Maybe more importantly, Tumblr and Vine and the like never had data-mining operations as sophisticated as, say, Facebook. That’s why most of the advertising money in the industry has drained toward Facebook, which has 2 billion users, mounds of data, and can better assure advertisers of content cleanliness. Facebook is instructive: It’s less a place for creation or debate than it is for hosting all of the nitty-gritty, more boring data about your life. For much of its life, Facebook aggressively trafficked not in collecting rage comics and funny video clips, but in collecting bland lists of favorite movies and where you went to college — personal information that it can use to target ads with alarming specificity. And by selling ads against people’s identities, rather than their creative content, the company has churned out impressive profits, and given a wider impression that an ad-supported content platform is viable. (One of the great ironies of Twitter’s and Tumblr’s inability to make sustained profits is that Instagram and Facebook are both full of videos and posts screenshotted and stolen from their more productive, less wealthy rival platforms.)

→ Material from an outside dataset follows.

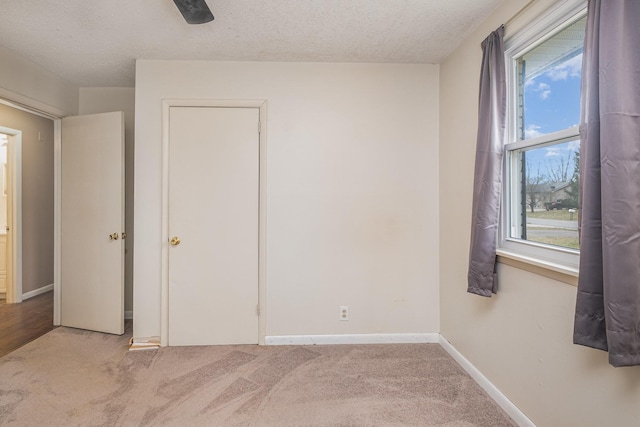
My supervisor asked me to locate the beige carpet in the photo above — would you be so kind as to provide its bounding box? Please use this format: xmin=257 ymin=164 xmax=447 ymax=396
xmin=0 ymin=328 xmax=514 ymax=427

But the truth is that running a platform for culture creation is, increasingly, a charity operation undertaken by larger companies. Servers are expensive, and advertisers would rather just throw money at Facebook than take a chance on your weird, problematic network. Generating and incubating internet culture has little market value in and of itself.

Which means Tumblr has to hope for patience and kindness from Verizon while it seeks a way to make money. It’s not an impossible task (though Verizon’s hope that Yahoo will be the content arm of a major advertising operation is not promising for the company). There are signs that the internet-culture machines are finding ways to make themselves sustainable: YouTube is not shutting down anytime soon, but pre-roll ads weren’t doing the job, and now it has a premium subscription service in order to collect revenue directly from users. The next hubs of internet culture will learn from the mistakes of the past decade, hopefully by doing one of two things: developing a way to collect revenue directly from its audience, like Twitch or Patreon allow now, or by eschewing the notion of a sustainable business at all. It can be easy, in the era of just a handful of megaplatforms, to forget that the internet used to be a much more decentralized place, where things went viral across disparate platforms and websites and forum threads, rather than within a single one.

All of this is running in parallel to a larger internet movement away from public spaces: group messaging, private forums, and chat rooms, ephemerality. The overall stumbles of building centralized hubs of internet culture mean that, going forward, content might soon be consumed not by one large audience on a single platform, but by thousands of smaller audiences across a variety of online spaces.